Plan Nord: Des fils restent à attacher
Avant de construire une maison, on doit s’assurer d’avoir des fondations solides. Cette sagesse s’applique aussi à l’élaboration de grands projets. Le Plan Nord n’échappe pas à la règle. Bien au contraire. Un grand chantier qui engage plusieurs générations mérite des assises solides.
À première vue, la vision intégrée du Plan Nord est emballante. Plusieurs des ingrédients de base du principe de développement durable y sont inclus. Éducation, préservation de territoire, engagement des communautés locales – un ensemble qui allie développement économique et social dans le respect de l’environnement. Voilà enfin une démarche qui a tout, en apparence, pour susciter l’enthousiasme et permettre au Québec de renouer avec le principe de création de richesse. Tout ou presque…

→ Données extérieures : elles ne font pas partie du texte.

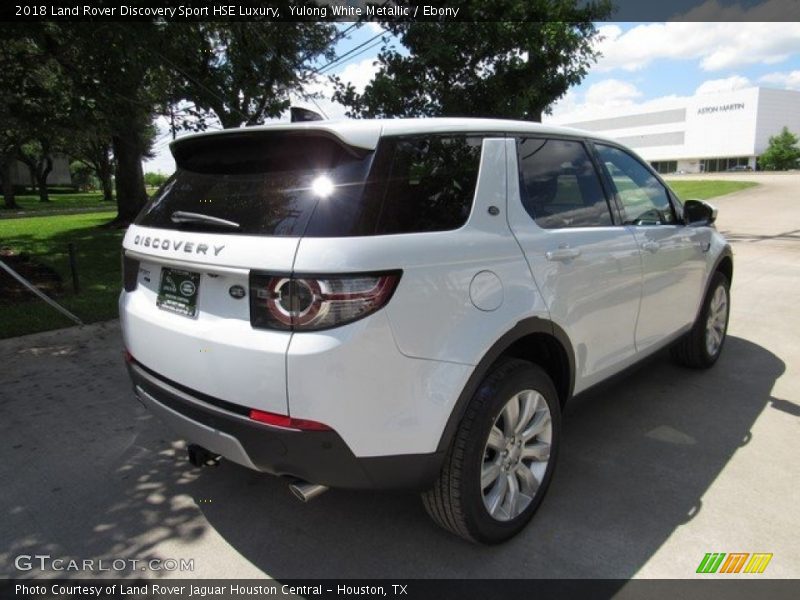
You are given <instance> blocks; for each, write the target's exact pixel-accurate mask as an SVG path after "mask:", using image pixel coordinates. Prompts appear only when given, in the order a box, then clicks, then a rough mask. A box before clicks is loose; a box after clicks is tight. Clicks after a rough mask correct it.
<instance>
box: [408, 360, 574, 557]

Il manque malheureusement au Plan Nord un élément essentiel : la confiance. Toute vision, aussi passionnante soit-elle, ne peut se concrétiser sans l’adhésion. C’est ce qui explique que l’emballement a rapidement cédé le pas à la mise en lumière des failles. Les tergiversations autour du montant des redevances ne contribuent pas à rassurer – des 1,5 G$ annoncés par Jean Charest aux 120 M$ énoncés par le ministre des Finances, il manque un zéro et
de la cohésion!
Pour bien faire les choses et solidifier la fondation de sa vision, le gouvernement Charest aurait dû reporter de quelques semaines, voire de quelques mois, l’annonce du Plan Nord. Il restait de toute évidence des fils à attacher au niveau des redevances, de certaines communautés locales et même de certaines entreprises citées dans le plan.
Plombé par les événements des dernières années, le premier ministre aurait dû organiser autrement la séquence des événements. Le dépôt de la révision de la loi sur les mines aurait dû précéder cette annonce en grande pompe.

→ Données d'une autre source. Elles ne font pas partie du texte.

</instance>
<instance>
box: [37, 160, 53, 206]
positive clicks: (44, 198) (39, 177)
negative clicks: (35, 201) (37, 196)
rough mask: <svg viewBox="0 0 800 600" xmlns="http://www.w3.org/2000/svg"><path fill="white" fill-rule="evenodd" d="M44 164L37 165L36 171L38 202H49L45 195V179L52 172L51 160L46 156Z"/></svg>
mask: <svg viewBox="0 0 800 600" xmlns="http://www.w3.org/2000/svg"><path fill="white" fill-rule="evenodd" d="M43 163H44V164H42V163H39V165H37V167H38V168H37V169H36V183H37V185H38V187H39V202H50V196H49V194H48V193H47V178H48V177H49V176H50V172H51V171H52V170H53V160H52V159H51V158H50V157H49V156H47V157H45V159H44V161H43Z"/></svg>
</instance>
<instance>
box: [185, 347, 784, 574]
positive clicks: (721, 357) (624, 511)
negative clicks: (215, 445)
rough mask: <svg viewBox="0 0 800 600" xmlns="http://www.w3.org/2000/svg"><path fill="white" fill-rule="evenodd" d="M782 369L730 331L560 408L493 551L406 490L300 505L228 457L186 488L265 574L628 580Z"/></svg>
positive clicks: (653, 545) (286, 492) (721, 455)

Après le rapport du vérificateur général sur les mines et l’épisode des gaz de schiste, les Québécois ont besoin d’être rassurés sur les manières de faire et sur les retombées attendues de ce vaste chantier. Ils veulent avoir des garanties que les retombées iront aux Québécois et pas uniquement aux entreprises exploitantes.
Le Québec doit renouer avec la notion de développement. L’empressement dans lequel on a annoncé la ruée vers le Nord nuit à la capacité de réalisation du projet. À trop vouloir bâtir son héritage, Jean Charest risque au contraire d’y nuire et de perdre bien plus que le nord.
– Les opinions exprimées dans cette tribune ne sont pas nécessairement celles de Métro.